You remember being a teenager, right? Well, it’s way harder now, according to Jude. It’s more cutthroat, more emotionally charged, more adultish—social media amplifies all that exponentially. Jude says teens genuinely feel like you just won’t get it. It’s not an insult. They often process issues internally or with their peers. Resident Teen Expert encourages you to be patient.
Big Idea: Make a standing offer to be available to talk about anything, whenever they want to.
2. Spend time with them not obviously trying to force a “big” talk.
You might be dying to hear about what is going on deep inside their world and incredibly anxious to speak into it. But just offer to watch them play video games, play some Uno, (Jude: Dude. We’ve never played Uno.) or go grab a bite to eat with no agenda other than to enjoy their company. Make small talk. Don’t sweat silences.
Big Idea: Don’t force it. Spend time with them and see what happens organically. Small talk often leads to BIG TALK.

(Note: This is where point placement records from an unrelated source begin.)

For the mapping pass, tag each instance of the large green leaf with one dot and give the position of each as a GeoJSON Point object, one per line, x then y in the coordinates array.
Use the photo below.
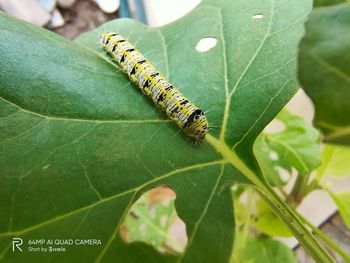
{"type": "Point", "coordinates": [79, 144]}
{"type": "Point", "coordinates": [324, 69]}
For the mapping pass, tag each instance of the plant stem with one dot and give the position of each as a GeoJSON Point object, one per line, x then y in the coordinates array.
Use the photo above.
{"type": "Point", "coordinates": [280, 208]}
{"type": "Point", "coordinates": [299, 189]}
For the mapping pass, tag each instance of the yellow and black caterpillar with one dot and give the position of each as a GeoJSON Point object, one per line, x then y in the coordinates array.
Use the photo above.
{"type": "Point", "coordinates": [188, 116]}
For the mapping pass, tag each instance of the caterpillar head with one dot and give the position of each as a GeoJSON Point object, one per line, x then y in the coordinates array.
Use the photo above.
{"type": "Point", "coordinates": [197, 126]}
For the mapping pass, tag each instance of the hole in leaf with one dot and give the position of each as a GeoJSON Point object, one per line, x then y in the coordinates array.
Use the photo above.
{"type": "Point", "coordinates": [205, 44]}
{"type": "Point", "coordinates": [258, 16]}
{"type": "Point", "coordinates": [153, 220]}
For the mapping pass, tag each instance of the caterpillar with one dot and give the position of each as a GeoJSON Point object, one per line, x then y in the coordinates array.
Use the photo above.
{"type": "Point", "coordinates": [165, 95]}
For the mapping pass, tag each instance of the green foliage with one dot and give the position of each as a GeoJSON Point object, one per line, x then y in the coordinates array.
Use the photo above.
{"type": "Point", "coordinates": [324, 69]}
{"type": "Point", "coordinates": [296, 146]}
{"type": "Point", "coordinates": [335, 162]}
{"type": "Point", "coordinates": [264, 250]}
{"type": "Point", "coordinates": [150, 222]}
{"type": "Point", "coordinates": [268, 223]}
{"type": "Point", "coordinates": [79, 144]}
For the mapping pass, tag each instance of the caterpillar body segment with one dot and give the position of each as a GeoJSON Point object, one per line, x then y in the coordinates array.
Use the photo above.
{"type": "Point", "coordinates": [143, 74]}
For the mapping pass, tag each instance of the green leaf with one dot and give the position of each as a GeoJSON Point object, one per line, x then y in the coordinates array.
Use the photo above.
{"type": "Point", "coordinates": [324, 70]}
{"type": "Point", "coordinates": [150, 221]}
{"type": "Point", "coordinates": [342, 200]}
{"type": "Point", "coordinates": [320, 3]}
{"type": "Point", "coordinates": [266, 250]}
{"type": "Point", "coordinates": [297, 145]}
{"type": "Point", "coordinates": [335, 162]}
{"type": "Point", "coordinates": [80, 144]}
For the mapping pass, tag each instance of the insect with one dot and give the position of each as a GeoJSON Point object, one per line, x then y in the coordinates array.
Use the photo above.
{"type": "Point", "coordinates": [165, 96]}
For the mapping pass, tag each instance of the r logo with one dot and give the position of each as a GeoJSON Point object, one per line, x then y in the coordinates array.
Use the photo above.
{"type": "Point", "coordinates": [17, 242]}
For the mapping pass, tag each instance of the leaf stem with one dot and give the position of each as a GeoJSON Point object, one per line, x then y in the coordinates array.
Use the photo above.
{"type": "Point", "coordinates": [291, 219]}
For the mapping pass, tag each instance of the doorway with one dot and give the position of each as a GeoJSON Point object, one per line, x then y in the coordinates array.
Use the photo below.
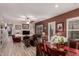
{"type": "Point", "coordinates": [51, 29]}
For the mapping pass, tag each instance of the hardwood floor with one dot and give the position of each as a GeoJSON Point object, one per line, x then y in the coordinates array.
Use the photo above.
{"type": "Point", "coordinates": [16, 49]}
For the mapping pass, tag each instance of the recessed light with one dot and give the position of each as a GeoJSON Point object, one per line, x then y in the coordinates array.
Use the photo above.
{"type": "Point", "coordinates": [27, 22]}
{"type": "Point", "coordinates": [23, 16]}
{"type": "Point", "coordinates": [56, 6]}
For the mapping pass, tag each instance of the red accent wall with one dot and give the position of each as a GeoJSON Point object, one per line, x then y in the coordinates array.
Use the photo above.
{"type": "Point", "coordinates": [60, 18]}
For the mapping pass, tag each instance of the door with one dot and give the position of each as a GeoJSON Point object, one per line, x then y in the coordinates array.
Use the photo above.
{"type": "Point", "coordinates": [51, 30]}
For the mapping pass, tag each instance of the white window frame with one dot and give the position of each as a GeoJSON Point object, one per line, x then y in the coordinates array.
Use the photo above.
{"type": "Point", "coordinates": [68, 20]}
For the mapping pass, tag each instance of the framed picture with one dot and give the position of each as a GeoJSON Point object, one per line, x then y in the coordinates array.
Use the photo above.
{"type": "Point", "coordinates": [60, 26]}
{"type": "Point", "coordinates": [39, 29]}
{"type": "Point", "coordinates": [18, 27]}
{"type": "Point", "coordinates": [25, 26]}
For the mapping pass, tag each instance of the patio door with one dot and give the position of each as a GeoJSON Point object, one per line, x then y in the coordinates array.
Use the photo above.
{"type": "Point", "coordinates": [51, 30]}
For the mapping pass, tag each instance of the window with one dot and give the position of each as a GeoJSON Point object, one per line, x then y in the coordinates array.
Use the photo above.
{"type": "Point", "coordinates": [73, 28]}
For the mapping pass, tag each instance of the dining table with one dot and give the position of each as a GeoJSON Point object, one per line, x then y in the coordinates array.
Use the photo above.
{"type": "Point", "coordinates": [54, 50]}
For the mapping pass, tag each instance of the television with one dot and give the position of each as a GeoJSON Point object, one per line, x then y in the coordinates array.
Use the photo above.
{"type": "Point", "coordinates": [26, 32]}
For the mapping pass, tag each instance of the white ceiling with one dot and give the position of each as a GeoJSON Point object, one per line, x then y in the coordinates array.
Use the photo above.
{"type": "Point", "coordinates": [39, 11]}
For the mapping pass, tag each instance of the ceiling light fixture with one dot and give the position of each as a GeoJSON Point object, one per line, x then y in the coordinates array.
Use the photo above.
{"type": "Point", "coordinates": [56, 6]}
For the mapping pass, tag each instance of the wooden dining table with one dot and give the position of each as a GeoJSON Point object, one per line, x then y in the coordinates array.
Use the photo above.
{"type": "Point", "coordinates": [53, 50]}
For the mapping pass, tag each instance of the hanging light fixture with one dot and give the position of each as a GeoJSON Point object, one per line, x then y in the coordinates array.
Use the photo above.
{"type": "Point", "coordinates": [27, 20]}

3. Don’t freak out when you hear something that rattles you.
Jude says this is “super important.” If they do open up to you, you will hear some stuff. Maybe some shocking stuff. If you freak out, it might be a loooong time before they open up to you again. Keep a good poker face. Jude: And don’t bombard them with a million questions. Don’t lecture. Me: Got it! Empathize. Probe gently. Listen, then listen some more. (Check out this article on active listening skills—especially the Six Levels of Listening.)

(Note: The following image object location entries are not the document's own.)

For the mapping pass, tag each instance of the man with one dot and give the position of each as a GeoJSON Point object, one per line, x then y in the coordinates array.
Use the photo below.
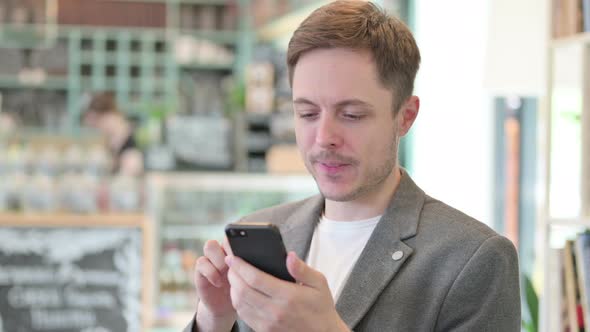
{"type": "Point", "coordinates": [380, 255]}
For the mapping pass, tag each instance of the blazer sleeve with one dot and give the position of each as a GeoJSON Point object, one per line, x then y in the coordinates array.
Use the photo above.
{"type": "Point", "coordinates": [486, 294]}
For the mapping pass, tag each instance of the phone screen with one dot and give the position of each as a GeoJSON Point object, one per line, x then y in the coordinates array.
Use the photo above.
{"type": "Point", "coordinates": [261, 245]}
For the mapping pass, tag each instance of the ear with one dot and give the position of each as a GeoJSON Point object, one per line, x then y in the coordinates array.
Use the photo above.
{"type": "Point", "coordinates": [407, 114]}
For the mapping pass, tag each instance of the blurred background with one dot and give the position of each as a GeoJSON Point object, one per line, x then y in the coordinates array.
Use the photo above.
{"type": "Point", "coordinates": [131, 131]}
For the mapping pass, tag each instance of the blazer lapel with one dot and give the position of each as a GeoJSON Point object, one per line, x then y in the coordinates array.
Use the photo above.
{"type": "Point", "coordinates": [298, 228]}
{"type": "Point", "coordinates": [380, 259]}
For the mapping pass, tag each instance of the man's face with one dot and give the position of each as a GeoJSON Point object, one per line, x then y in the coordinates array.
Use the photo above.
{"type": "Point", "coordinates": [344, 123]}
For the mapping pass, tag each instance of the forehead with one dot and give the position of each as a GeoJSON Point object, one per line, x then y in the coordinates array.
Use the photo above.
{"type": "Point", "coordinates": [336, 74]}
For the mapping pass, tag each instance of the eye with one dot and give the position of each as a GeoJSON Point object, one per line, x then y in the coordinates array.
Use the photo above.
{"type": "Point", "coordinates": [353, 116]}
{"type": "Point", "coordinates": [305, 114]}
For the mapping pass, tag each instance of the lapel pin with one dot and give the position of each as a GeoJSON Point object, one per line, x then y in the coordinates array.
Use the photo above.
{"type": "Point", "coordinates": [397, 255]}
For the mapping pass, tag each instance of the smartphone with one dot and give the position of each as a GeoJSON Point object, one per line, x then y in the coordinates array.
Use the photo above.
{"type": "Point", "coordinates": [261, 245]}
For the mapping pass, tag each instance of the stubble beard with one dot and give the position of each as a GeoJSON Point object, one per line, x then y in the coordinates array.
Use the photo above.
{"type": "Point", "coordinates": [371, 182]}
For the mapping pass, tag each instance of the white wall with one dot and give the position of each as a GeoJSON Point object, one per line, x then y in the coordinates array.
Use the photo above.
{"type": "Point", "coordinates": [453, 136]}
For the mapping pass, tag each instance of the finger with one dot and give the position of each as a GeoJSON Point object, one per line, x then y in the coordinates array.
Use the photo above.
{"type": "Point", "coordinates": [205, 269]}
{"type": "Point", "coordinates": [259, 280]}
{"type": "Point", "coordinates": [213, 250]}
{"type": "Point", "coordinates": [303, 273]}
{"type": "Point", "coordinates": [243, 295]}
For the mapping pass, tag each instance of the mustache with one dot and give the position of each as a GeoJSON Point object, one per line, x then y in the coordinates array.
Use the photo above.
{"type": "Point", "coordinates": [332, 156]}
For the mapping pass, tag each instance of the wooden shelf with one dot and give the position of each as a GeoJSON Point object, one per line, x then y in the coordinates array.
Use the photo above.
{"type": "Point", "coordinates": [582, 222]}
{"type": "Point", "coordinates": [68, 219]}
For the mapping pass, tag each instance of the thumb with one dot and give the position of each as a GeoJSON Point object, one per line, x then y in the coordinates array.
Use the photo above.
{"type": "Point", "coordinates": [303, 273]}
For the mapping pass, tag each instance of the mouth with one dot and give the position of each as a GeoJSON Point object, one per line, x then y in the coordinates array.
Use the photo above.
{"type": "Point", "coordinates": [332, 167]}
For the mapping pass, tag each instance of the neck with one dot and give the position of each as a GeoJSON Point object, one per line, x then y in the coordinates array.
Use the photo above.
{"type": "Point", "coordinates": [369, 205]}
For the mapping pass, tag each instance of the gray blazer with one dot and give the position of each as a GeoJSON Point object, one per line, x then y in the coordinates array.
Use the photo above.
{"type": "Point", "coordinates": [455, 274]}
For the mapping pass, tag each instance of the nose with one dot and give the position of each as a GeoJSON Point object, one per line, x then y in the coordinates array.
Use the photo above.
{"type": "Point", "coordinates": [327, 133]}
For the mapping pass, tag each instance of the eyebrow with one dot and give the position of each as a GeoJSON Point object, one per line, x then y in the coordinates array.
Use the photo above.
{"type": "Point", "coordinates": [340, 104]}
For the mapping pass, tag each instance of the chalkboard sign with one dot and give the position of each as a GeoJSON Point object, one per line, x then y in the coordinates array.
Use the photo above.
{"type": "Point", "coordinates": [66, 279]}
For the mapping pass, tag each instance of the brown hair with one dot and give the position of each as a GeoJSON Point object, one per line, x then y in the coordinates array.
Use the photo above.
{"type": "Point", "coordinates": [103, 103]}
{"type": "Point", "coordinates": [361, 25]}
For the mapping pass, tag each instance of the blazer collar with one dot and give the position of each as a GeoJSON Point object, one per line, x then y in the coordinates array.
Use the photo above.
{"type": "Point", "coordinates": [375, 267]}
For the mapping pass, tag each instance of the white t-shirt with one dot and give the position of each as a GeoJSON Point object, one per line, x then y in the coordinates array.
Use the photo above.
{"type": "Point", "coordinates": [336, 246]}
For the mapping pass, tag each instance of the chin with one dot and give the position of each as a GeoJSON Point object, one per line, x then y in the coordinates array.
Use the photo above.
{"type": "Point", "coordinates": [339, 195]}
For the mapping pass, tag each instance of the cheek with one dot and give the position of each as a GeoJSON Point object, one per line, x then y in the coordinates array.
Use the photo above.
{"type": "Point", "coordinates": [304, 136]}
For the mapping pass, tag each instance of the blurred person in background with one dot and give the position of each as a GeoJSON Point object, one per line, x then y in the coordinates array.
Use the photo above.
{"type": "Point", "coordinates": [104, 115]}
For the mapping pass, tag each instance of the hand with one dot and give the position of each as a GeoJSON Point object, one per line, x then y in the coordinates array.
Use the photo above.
{"type": "Point", "coordinates": [215, 311]}
{"type": "Point", "coordinates": [267, 303]}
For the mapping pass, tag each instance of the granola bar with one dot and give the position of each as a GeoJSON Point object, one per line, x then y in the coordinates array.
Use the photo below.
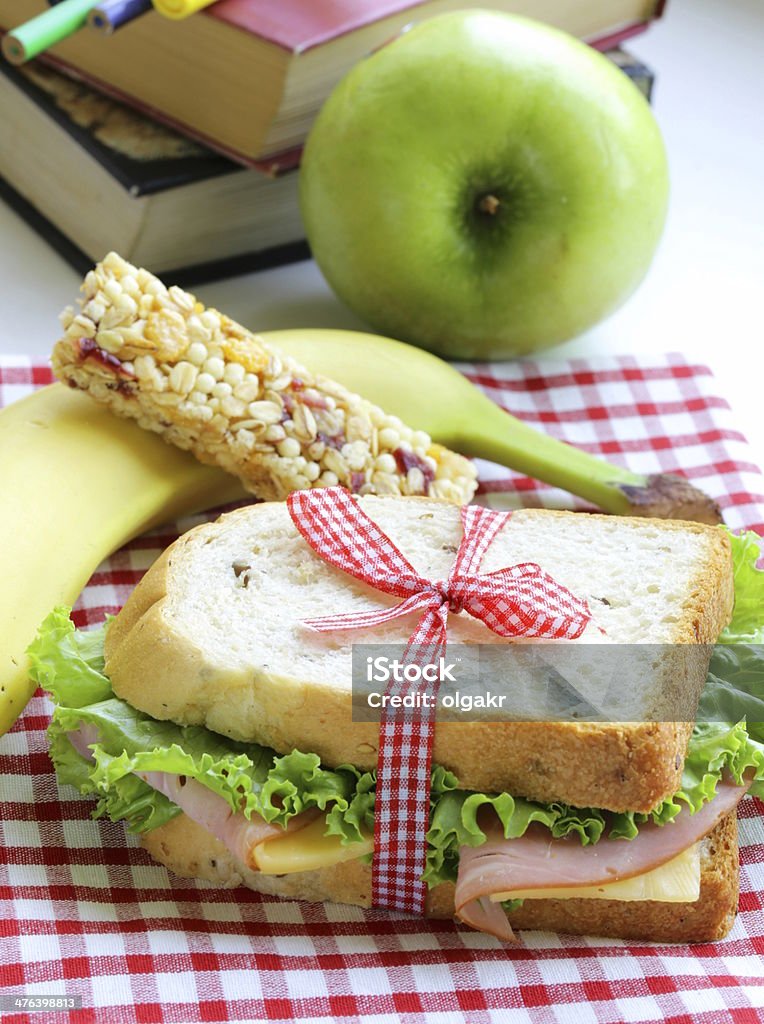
{"type": "Point", "coordinates": [210, 386]}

Big Idea: So many teens say that their parents don’t listen and just talk at them, not with them.
Me: So, how do I do with all this?
Me: Okayokayokay! I’ll work on it!
4. You might not be the person they feel comfortable talking with right now.
Jude: Some stuff I just feel better talking to Davin about. (His older brother.) As a parent, I’ve had to settle for… are they talking to someone? Someone I trust? For some topics and even some phases of teenage life, I realized my teen was more comfortable talking to Mom. I had to work to get to a place where I was just happy they had someone to talk to that I knew would basically give them the same input that I would. It might be an older sibling, their aunt, a teacher, or a coach. I know I can trust my sister, their favorite aunt, to give me a heads-up if she hears something I need to know about.
Big Idea: Encourage them to cultivate relationships with people they are comfortable talking to.
5. Talk to them. But be real. Be transparent. Be vulnerable.
This speaks for itself. Sometimes we expect our teens to give us things we aren’t willing to give them. Me: Am I real with you Jude? Jude: Yeah. Maybe too real… Me: So that’s a compliment?
Big Idea: Make sure you are giving conversationally what you hope to get from your teen.
Me: You get the final word.
Jude: Spend time with them, listen, don’t lecture. Just tell parents to spend time with their kids.
Me: You just did, again. What do you think of this blog?
Jude: This blog goes hard.
And then, on the way to school the next morning, out of nowhere…
Jude: We told them not to lecture, right?
What’s The Big Idea?
- Offer to be available to talk about anything, whenever they want to. Be patient.
- Don’t force it. Spend time with them and let conversations grow organically. Small talk often leads to deeper conversations.
- Practice good listening skills. Don’t talk at them; talk with them.
- Encourage them to cultivate relationships with people they are comfortable talking to and that you can trust.
- Model the openness, vulnerability, and transparency that you are hoping to get in return.